MDS is characterized by profound cytopenias due to ineffective hematopoiesis resulting in a significant decline in quality and quantity of life. Life expectancy in a newly diagnosed MDS patient varies from a couple of months to ten years. MPNs are a group of related hematological disorders characterized by the excessive formation of mature blood cells. Both MPN and MDS have a tendency to transform into acute myeloid leukemia (AML), which significantly worsens the prognosis of the disease. Most commonly, these diseases are diagnosed in patients over 50 years of age and familial predisposition should be suspected in patients acquiring the disease in early adulthood or in childhood.
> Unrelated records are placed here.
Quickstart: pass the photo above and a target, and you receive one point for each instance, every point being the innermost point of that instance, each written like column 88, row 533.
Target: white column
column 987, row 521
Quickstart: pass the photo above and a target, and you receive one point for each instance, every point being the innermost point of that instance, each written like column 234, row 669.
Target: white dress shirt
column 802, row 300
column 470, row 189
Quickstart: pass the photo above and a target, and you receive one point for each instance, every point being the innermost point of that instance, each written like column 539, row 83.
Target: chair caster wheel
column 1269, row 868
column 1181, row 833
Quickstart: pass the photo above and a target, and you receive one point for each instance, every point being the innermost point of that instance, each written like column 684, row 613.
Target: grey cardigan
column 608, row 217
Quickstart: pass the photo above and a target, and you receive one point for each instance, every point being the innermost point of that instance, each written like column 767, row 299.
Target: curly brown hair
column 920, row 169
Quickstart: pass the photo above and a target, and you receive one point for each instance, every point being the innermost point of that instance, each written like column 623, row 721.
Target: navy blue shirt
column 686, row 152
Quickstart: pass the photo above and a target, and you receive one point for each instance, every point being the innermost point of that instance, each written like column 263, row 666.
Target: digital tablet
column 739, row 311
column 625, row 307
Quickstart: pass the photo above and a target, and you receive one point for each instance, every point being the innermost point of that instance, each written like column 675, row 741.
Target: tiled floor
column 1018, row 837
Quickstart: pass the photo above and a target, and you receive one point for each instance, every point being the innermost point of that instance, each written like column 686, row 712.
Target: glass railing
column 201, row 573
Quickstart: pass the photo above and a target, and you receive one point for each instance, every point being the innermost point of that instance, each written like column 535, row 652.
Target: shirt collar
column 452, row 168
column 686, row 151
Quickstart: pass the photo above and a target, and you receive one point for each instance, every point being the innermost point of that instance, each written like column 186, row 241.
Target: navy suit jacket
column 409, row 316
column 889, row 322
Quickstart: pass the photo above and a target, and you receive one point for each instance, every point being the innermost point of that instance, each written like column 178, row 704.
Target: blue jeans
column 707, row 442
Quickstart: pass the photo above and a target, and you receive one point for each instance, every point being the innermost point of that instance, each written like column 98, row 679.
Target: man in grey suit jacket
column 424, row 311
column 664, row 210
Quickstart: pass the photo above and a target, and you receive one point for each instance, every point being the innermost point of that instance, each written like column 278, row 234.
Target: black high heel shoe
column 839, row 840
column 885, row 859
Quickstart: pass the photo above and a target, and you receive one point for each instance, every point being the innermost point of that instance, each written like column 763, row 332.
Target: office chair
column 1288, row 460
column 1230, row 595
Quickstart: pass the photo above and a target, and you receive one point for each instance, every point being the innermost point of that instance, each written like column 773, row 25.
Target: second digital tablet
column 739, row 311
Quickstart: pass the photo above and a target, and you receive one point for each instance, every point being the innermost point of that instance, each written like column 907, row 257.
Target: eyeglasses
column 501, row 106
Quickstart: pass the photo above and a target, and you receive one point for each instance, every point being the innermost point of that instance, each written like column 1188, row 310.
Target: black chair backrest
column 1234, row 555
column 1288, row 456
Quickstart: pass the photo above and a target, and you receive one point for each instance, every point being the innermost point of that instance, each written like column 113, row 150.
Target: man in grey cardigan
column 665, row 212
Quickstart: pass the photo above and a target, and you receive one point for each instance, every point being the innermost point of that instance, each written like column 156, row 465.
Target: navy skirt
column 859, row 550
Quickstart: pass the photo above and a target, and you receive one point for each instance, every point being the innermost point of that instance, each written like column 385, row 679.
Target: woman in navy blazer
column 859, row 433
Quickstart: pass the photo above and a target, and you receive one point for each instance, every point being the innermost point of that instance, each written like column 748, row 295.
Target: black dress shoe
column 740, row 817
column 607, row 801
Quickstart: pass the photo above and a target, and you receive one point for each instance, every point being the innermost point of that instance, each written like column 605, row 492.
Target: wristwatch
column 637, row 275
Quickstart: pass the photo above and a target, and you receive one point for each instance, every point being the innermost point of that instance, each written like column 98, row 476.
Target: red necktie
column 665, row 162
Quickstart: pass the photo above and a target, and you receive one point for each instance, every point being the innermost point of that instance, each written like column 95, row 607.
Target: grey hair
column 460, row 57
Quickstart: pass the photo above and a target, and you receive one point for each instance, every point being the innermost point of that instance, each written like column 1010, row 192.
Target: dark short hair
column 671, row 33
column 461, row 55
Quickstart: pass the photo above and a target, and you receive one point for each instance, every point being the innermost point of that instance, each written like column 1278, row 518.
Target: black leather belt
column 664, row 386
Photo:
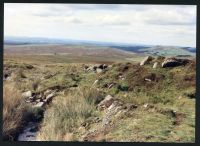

ALs, in turn, consist of a group of hematopoietic neoplasms involving patients of all ages. Cancer cells, namely blasts, reside in the patient’s bone marrow and are characterized by an impaired capacity to develop into mature myeloid or lymphoid blood cells. Depending on the age and performance status of the patient and subtype of the disease, acute leukemias lead to death in 10-80% of cases despite the given anti-cancer therapy. Ascertaining pathological events occurring in hematopoiesis also uncovers the path to understanding normal physiological processes in blood cell development.
Already today, the detection of germline mutations also affects the mode of therapy e.g. timing of stem cell transplantation and selection of the donor. Knowledge of the prevalence of mutations, their penetrance and effects on the clinical phenotype is also a prerequisite for successful genetic counseling. In addition to dominant high-penetrance mutations, relatively common genetic variations may contribute to tumorigenesis.
The aim of our research is to understand how inherited and acquired genetic factors contribute to the development and clinical course of hematological malignancies.